Глава третья РЕВОЛЮЦИОННОЕ ПРАВОСУДИЕ

1. Общество и народ

   Вырубова рассказывает, что Государь вечером в день возвращения в Царское, окончив свою скорбную повесть о пережитом за истекшие дни, сказал с горечью: «Нет правосудия среди людей». Я взял эту цитату из стилизованных воспоминаний Вырубовой только потому, что ею воспользовался Троцкий для того, чтобы произнести весьма рискованную для себя, как адепта «красного террора», сентенцию. «Эти слова, – написал он, – непреложно свидетельствуют, что историческое правосудие, хотя и позднее, но существует». Историческое правосудие, если таковое существует, никогда не сопоставит с нравственной стороны облик человека, своей ужасной смертью купившего все, подчас невольные, грехи перед страной и народом, со зловещей фигурой сознательного палача – пусть паже «идейного».
   Смерть Троцкого от мстительной руки убийцы – прежнего единомышленника – может быть моральным искуплением.
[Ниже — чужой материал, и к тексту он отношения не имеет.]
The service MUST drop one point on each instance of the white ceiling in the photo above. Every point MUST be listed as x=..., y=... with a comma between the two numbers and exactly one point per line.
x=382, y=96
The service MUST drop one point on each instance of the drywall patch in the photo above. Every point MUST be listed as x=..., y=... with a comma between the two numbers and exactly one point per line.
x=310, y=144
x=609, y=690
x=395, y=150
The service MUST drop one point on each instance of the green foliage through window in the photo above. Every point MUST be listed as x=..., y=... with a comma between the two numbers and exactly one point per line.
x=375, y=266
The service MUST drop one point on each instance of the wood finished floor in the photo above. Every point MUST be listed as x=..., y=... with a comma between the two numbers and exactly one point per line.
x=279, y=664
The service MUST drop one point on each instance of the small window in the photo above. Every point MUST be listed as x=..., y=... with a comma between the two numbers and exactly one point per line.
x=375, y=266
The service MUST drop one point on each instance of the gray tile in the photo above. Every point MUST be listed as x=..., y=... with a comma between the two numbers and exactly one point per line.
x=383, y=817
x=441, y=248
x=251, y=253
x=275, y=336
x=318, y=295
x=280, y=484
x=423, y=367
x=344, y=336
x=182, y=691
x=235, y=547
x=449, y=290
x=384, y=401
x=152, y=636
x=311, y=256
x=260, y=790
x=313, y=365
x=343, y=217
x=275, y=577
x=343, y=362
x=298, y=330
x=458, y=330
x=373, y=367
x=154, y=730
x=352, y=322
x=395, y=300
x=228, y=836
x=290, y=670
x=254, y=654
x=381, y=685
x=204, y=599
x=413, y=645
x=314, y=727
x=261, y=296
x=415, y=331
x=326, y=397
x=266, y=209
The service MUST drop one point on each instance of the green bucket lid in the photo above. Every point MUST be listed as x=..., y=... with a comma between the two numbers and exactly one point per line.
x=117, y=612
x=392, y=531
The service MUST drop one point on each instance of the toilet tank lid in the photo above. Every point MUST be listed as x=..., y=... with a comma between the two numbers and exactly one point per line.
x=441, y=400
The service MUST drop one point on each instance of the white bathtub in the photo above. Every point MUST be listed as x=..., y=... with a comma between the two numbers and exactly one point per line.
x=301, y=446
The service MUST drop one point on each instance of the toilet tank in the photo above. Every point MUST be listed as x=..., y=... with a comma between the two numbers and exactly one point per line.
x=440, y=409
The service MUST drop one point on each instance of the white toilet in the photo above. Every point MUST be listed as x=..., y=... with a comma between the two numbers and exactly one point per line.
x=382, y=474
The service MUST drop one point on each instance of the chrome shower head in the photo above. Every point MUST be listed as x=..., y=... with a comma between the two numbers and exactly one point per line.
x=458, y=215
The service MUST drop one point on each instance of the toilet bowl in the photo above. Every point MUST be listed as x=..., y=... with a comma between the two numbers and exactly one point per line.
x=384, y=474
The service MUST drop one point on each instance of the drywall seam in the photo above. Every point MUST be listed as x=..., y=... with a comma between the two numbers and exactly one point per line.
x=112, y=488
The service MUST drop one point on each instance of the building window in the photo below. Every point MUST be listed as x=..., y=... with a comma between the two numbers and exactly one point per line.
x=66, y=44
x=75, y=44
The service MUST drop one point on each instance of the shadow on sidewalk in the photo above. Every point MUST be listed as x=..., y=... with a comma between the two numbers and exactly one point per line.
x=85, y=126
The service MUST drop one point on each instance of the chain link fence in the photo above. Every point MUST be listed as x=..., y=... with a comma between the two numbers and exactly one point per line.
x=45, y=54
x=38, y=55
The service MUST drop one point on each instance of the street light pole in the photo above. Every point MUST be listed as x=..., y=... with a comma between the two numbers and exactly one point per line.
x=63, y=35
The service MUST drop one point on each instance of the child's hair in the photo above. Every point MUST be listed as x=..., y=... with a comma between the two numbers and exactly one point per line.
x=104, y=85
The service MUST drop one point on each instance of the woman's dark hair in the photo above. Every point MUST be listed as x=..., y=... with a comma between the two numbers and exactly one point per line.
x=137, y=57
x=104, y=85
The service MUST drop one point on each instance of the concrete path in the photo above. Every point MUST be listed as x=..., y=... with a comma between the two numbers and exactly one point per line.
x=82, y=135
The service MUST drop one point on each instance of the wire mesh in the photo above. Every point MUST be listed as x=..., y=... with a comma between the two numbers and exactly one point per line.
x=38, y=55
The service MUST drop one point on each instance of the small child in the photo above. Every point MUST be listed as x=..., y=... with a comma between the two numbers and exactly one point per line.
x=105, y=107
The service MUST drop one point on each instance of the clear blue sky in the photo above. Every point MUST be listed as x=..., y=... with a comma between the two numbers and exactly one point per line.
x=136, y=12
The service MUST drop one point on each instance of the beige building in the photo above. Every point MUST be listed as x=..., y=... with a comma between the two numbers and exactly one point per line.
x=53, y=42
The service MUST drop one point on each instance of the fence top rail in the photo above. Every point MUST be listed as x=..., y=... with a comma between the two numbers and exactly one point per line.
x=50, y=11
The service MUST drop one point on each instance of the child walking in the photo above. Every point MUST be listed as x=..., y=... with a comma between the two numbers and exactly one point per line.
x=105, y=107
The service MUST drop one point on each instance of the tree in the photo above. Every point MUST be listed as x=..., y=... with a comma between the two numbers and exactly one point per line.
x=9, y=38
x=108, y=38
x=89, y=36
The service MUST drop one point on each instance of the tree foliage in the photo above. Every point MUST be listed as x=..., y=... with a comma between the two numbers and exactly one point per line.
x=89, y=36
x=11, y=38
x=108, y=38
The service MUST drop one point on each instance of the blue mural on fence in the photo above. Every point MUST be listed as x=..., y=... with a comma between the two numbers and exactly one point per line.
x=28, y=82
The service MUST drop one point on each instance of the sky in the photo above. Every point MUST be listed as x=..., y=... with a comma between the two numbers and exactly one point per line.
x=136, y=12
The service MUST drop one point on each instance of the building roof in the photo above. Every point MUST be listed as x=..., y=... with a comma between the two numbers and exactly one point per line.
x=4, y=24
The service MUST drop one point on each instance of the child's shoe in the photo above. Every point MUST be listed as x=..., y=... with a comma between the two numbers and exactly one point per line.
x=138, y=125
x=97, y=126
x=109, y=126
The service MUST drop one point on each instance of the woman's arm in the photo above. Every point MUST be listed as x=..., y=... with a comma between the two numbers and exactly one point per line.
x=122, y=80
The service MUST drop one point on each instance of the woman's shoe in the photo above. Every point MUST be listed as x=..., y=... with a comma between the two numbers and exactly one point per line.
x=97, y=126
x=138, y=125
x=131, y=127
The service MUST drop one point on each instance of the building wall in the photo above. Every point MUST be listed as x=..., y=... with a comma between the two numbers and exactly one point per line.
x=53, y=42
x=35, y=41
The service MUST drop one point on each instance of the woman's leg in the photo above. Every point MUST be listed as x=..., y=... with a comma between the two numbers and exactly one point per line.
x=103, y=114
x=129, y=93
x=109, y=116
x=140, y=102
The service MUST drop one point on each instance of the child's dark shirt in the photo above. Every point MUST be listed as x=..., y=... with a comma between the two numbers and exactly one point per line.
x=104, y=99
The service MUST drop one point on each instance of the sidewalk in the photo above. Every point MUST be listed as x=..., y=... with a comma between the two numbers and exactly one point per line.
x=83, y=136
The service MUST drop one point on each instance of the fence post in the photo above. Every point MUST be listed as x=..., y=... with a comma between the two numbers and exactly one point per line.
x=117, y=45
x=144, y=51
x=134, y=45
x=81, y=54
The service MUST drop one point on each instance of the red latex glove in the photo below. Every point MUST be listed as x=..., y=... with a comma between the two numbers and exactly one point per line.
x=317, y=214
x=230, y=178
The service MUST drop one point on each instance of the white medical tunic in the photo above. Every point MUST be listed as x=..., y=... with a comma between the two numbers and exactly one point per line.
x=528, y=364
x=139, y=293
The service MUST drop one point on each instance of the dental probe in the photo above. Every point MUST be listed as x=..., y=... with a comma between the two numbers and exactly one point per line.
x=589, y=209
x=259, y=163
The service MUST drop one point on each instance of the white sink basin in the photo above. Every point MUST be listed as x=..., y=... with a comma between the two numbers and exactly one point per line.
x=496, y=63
   Николай II имел право с своей точки зрения говорить о людской несправедливости. В жизни он пытался руководиться «совестью» – так, как ее понимал. Ему казалось, что он сам ушел от власти, и, быть может, он искренно верил в возможность для себя спокойной, новой частной жизни в кругу семьи[60]. Эта личная двойная драма не могла быть воспринята современниками – обстоятельство, которое положило определенный отпечаток на отношение к бывшему Императору и его судьбе. Революция произошла, как было отмечено, в атмосфере глубокой враждебности к Николаю II и к его жене, – далеко не только в либеральной и демократической среде. И было бы грубым нарушением исторической перспективы эту психологию момента подлаживать под наше позднейшее восприятие. Историк должен, конечно, нарисовать иной облик, далекий от непосредственного представления о нем, какое было до революции. Из воспоминаний Керенского видно, как личные сношения с заключенным изменили взгляды революционера на Царя: «Для меня, по крайней мере, он не является тем не человеческим чудовищем, каким он мне представлялся прежде». Керенский различил человеческое существо под маской Императора «Lа verité». Быть может, это сказано слишком сильно, но передает суть того, что в большей или меньшей степени испытывал каждый из нас, современников погибшего Императора, при ознакомлении с раскрывавшимися перед нами историческими документами. В этом человеке было какое-то личное обаяние (Троцкий, конечно, знал, что только «льстецы» называли его «шармером»). Керенский мог непосредственно подчиниться этому гипнотическому влиянию. Об удивительных синих глазах говорила не только жена в письмах, но и многие другие, в том числе и Керенский. Бьюкенен отмечал необычайное природное обаяние Императора.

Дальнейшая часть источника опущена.